I am in the process of writing an enterprise-level application utilizing WCF and NetTCP services. I chose NetTCP initially out of curiosity, but later determined it to be the best option for me since I can have services that are called that take 5+ hours to return results due to the amount of data crunching involved.
The way I currently spawn my services is a multi-step process. I have a configuration piece (using System.Configuration) that specifies some of the default stuff (port number, server name for clients connecting in, whether to enable HTTP as well as NetTCP, etc) and that has a collection of "services" underneath it. For example, here's what a basic one looks like:
<serverConfiguration tcpListenerPortNumber="60000" httpGetEnabled="true" httpListenerPortNumber="6000" serverName="localhost" retryEnabled="true" retryInterval="5" maxRetryAttempts="3">
<services>
<add virtualDirectory="Service1" applicationName="Service1" assembly="SampleService" type="SampleService.Service1" />
</services>
</serverConfiguration>
Basically what's happening here is my Windows service kicks off and looks at everything in the <services /> collection and spawns off a thread per service to speed startup time and each thread contains an AppDomain where the service truly lives so if a service has some kind of fault it doesn't bring the system down.
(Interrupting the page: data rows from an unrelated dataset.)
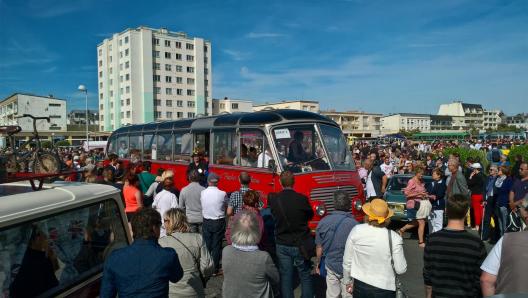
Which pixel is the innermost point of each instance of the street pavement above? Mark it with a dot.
(412, 280)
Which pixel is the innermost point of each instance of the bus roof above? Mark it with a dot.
(240, 119)
(18, 200)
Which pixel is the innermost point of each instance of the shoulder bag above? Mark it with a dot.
(307, 245)
(399, 290)
(322, 263)
(197, 263)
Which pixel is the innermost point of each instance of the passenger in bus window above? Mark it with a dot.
(296, 151)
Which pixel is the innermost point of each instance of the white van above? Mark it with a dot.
(53, 242)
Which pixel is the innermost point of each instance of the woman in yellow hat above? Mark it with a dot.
(367, 268)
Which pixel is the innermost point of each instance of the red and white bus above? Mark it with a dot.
(260, 143)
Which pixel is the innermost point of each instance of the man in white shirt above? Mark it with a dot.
(214, 203)
(164, 201)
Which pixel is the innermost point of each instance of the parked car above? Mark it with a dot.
(60, 236)
(395, 197)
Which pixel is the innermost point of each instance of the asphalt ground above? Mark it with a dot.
(412, 280)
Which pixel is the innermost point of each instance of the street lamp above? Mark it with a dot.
(82, 88)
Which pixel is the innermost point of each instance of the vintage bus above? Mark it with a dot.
(258, 143)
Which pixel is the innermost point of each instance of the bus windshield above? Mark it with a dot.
(337, 148)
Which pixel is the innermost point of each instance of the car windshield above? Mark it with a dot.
(400, 182)
(337, 148)
(300, 148)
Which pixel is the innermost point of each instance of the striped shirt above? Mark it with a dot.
(452, 262)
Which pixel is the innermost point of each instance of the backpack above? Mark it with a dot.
(495, 155)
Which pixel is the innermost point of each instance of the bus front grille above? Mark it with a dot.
(326, 194)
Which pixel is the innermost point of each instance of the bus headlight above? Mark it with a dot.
(358, 205)
(320, 210)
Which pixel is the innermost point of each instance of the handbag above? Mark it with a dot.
(400, 293)
(322, 263)
(307, 245)
(202, 277)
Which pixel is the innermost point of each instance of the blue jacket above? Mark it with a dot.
(142, 269)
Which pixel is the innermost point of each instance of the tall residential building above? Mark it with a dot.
(473, 114)
(230, 105)
(149, 74)
(357, 124)
(305, 105)
(38, 106)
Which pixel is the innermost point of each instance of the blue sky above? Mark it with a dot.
(370, 55)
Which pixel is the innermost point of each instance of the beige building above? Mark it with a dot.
(356, 124)
(304, 105)
(405, 121)
(473, 114)
(229, 105)
(149, 74)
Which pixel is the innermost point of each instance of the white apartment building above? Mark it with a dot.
(229, 105)
(473, 114)
(149, 74)
(406, 121)
(38, 106)
(357, 124)
(492, 119)
(305, 105)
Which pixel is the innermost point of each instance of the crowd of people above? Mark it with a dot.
(178, 233)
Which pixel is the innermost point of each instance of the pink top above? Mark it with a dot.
(414, 189)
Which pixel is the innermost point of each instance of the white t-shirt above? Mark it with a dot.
(164, 201)
(492, 262)
(213, 203)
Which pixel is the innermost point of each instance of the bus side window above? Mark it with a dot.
(122, 151)
(149, 140)
(76, 243)
(251, 146)
(182, 147)
(225, 148)
(164, 147)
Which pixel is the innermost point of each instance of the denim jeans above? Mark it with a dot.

The "problem" I am running into is this application is hosting approximately 20 services and it takes a good 15-20 seconds for all the services to be up and running. I did the threading and AppDomain pieces to get it down to that value (used to take over a minute as each service was opened sequentially) but it still seems to me that this could actually go a lot faster.
Anyone have any suggestions? Google Bing has a plethora of examples for hosting one service but I'm not finding much out there for real-world applications (sadly "Hello World" just isn't appealing to end users). If you're currently hosting multiple services via a Windows Service and NetTCP, how are you doing it?